In: Statistics and Probability
Describe and explain the correct use of each of the following four devices for determining whether a variable is normally distributed: frequency histogram, normal probability (Q-Q) plot, Shapiro-Wilks (W) test, skewness test.
1) Frequency Histogram :
The histogram is a data visualization that shows the distribution of a variable. It gives us the frequency of occurrence per value in the data set, which is what distributions are about.
Classical bell-shaped, symmetric histogram with most of the frequency counts bunched in the middle and with the counts dying off out in the tails indicates that the data is normally distributed.

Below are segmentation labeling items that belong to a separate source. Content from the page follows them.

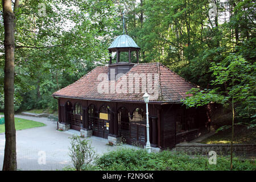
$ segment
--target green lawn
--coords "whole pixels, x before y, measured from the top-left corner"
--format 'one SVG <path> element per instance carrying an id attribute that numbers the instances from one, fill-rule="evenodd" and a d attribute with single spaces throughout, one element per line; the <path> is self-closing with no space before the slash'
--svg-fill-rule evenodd
<path id="1" fill-rule="evenodd" d="M 32 110 L 28 110 L 27 112 L 35 113 L 35 114 L 46 113 L 46 114 L 52 114 L 54 115 L 58 115 L 57 111 L 56 111 L 56 110 L 51 109 L 33 109 Z"/>
<path id="2" fill-rule="evenodd" d="M 15 118 L 16 130 L 46 126 L 44 123 L 31 120 Z M 0 125 L 0 133 L 5 132 L 5 125 Z"/>

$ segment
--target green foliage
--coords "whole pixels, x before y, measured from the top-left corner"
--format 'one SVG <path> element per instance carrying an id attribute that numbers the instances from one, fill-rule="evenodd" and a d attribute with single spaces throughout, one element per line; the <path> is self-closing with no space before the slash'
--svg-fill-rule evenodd
<path id="1" fill-rule="evenodd" d="M 20 130 L 46 126 L 43 123 L 25 119 L 15 118 L 15 130 Z M 0 133 L 5 132 L 5 125 L 0 125 Z"/>
<path id="2" fill-rule="evenodd" d="M 163 151 L 147 154 L 144 150 L 122 148 L 104 154 L 96 161 L 101 170 L 229 170 L 227 157 L 217 156 L 217 164 L 210 165 L 207 156 L 192 158 L 185 154 Z M 234 170 L 256 170 L 255 162 L 234 159 Z"/>
<path id="3" fill-rule="evenodd" d="M 71 139 L 69 155 L 74 167 L 77 171 L 90 168 L 93 160 L 97 158 L 90 142 L 86 139 L 81 140 L 79 136 L 73 135 Z"/>

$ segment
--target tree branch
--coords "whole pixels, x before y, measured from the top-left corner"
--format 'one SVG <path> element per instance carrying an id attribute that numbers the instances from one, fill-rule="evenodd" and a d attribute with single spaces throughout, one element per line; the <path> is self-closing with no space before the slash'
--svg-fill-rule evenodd
<path id="1" fill-rule="evenodd" d="M 63 45 L 56 45 L 56 46 L 44 46 L 44 47 L 35 47 L 35 46 L 15 46 L 16 48 L 33 48 L 33 49 L 43 49 L 43 48 L 52 48 L 55 47 L 60 47 Z"/>

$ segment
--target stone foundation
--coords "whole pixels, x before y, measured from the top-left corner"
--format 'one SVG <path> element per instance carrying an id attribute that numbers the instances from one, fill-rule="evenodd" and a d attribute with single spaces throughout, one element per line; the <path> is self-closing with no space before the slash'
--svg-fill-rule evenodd
<path id="1" fill-rule="evenodd" d="M 233 147 L 236 155 L 256 156 L 256 144 L 233 144 Z M 173 150 L 191 155 L 208 155 L 209 151 L 214 151 L 217 155 L 230 155 L 230 147 L 229 144 L 180 143 Z"/>
<path id="2" fill-rule="evenodd" d="M 63 131 L 67 131 L 70 129 L 70 124 L 69 123 L 59 123 L 59 129 L 62 130 Z"/>
<path id="3" fill-rule="evenodd" d="M 80 133 L 85 137 L 90 137 L 92 136 L 92 130 L 88 130 L 85 129 L 81 129 Z"/>
<path id="4" fill-rule="evenodd" d="M 147 148 L 146 148 L 146 146 L 144 146 L 144 149 L 147 149 Z M 150 150 L 151 151 L 151 152 L 155 152 L 155 153 L 157 153 L 157 152 L 160 152 L 161 151 L 161 149 L 159 147 L 152 147 L 151 146 L 150 147 Z"/>
<path id="5" fill-rule="evenodd" d="M 108 140 L 109 140 L 109 142 L 112 142 L 114 145 L 116 145 L 121 143 L 122 136 L 108 136 Z"/>

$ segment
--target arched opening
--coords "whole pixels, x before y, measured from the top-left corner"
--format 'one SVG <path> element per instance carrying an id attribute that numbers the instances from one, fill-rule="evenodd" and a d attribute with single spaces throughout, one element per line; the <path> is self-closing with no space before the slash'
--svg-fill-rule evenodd
<path id="1" fill-rule="evenodd" d="M 65 109 L 66 110 L 66 113 L 64 116 L 64 121 L 66 123 L 69 123 L 71 118 L 73 115 L 73 105 L 70 101 L 67 101 L 65 104 Z"/>
<path id="2" fill-rule="evenodd" d="M 124 107 L 118 110 L 119 134 L 128 144 L 146 144 L 146 112 L 142 108 L 136 108 L 130 113 Z"/>
<path id="3" fill-rule="evenodd" d="M 118 110 L 118 134 L 125 138 L 129 138 L 129 112 L 122 107 Z"/>
<path id="4" fill-rule="evenodd" d="M 82 127 L 82 106 L 80 103 L 76 103 L 74 105 L 73 114 L 70 114 L 70 127 L 80 131 Z"/>
<path id="5" fill-rule="evenodd" d="M 98 114 L 96 106 L 93 104 L 90 105 L 88 107 L 88 120 L 89 129 L 97 132 L 98 131 Z"/>
<path id="6" fill-rule="evenodd" d="M 142 108 L 136 108 L 130 117 L 131 138 L 142 144 L 146 142 L 146 111 Z"/>
<path id="7" fill-rule="evenodd" d="M 99 109 L 98 120 L 98 136 L 108 138 L 109 134 L 109 107 L 105 105 L 101 106 Z"/>

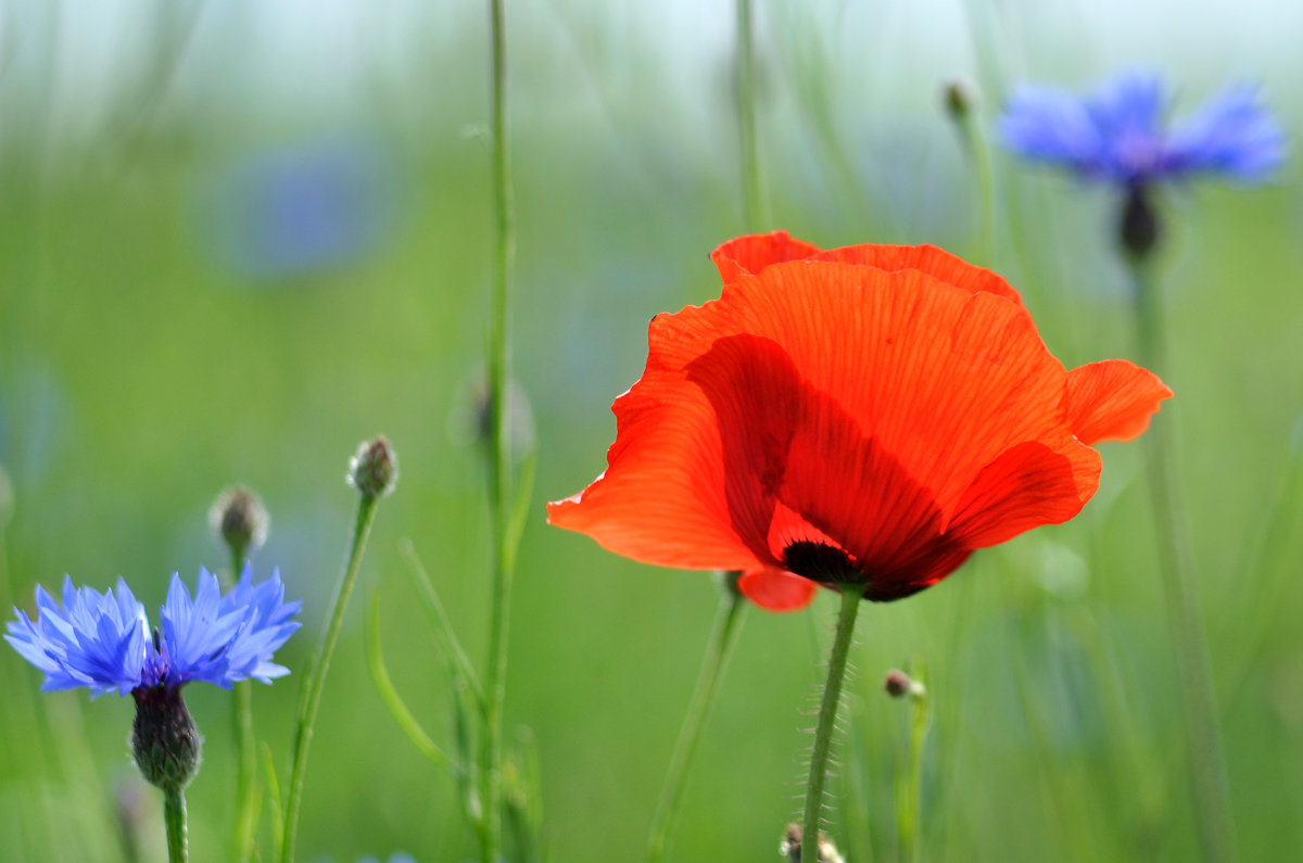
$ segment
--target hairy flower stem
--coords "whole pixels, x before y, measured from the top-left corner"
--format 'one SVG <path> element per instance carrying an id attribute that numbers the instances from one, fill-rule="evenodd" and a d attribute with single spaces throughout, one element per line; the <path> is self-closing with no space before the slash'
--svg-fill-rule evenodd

2) Normal probability (Q-Q) Plot:
A normal probability plot, or more specifically a quantile-quantile (Q-Q) plot, shows the distribution of the data against the expected normal distribution. The Q-Q plot plots every observed value against a standard normal distribution with the same number of points.
For normally distributed data, observations should lie approximately on a straight line in Q-Q plot. If the data is non-normal, the points form a curve that deviates markedly from a straight line. Possible outliers are points at the ends of the line, distanced from the bulk of the observations.
3) Shapiro - Wilks test:
Shapiro Wilk test is used to test that the data is normal or non normal.
Null hypothesis for this test is that : Data is normal
Alternative hypothesis: Data is non normal.
The test rejects the hypothesis of normality when the p value is less than or equal to 0.05. Failing the normality test allows you to state with 95% confidence the data does not fit the normal distribution. Passing the normality test only allows you to state no significant departure from normality was found.
4) Skewness test:
Skewness is a measure of the asymmetry of the probability distribution of a random variable about its mean. In other words, skewness tells you the amount and direction of skew (departure from horizontal symmetry).
The skewness value can be positive or negative, or even undefined. If skewness is 0, the data are perfectly symmetrical, although it is quite unlikely for real-world data.
General rule of thumb:
a) If skewness is less than -1 or greater than 1, the distribution is highly skewed.
b) If skewness is between -1 and -0.5 or between 0.5 and 1, the distribution is moderately skewed.
c) If skewness is between -0.5 and 0.5, the distribution is approximately symmetric.
If skewness is not close to zero, then your data set is not normally distributed.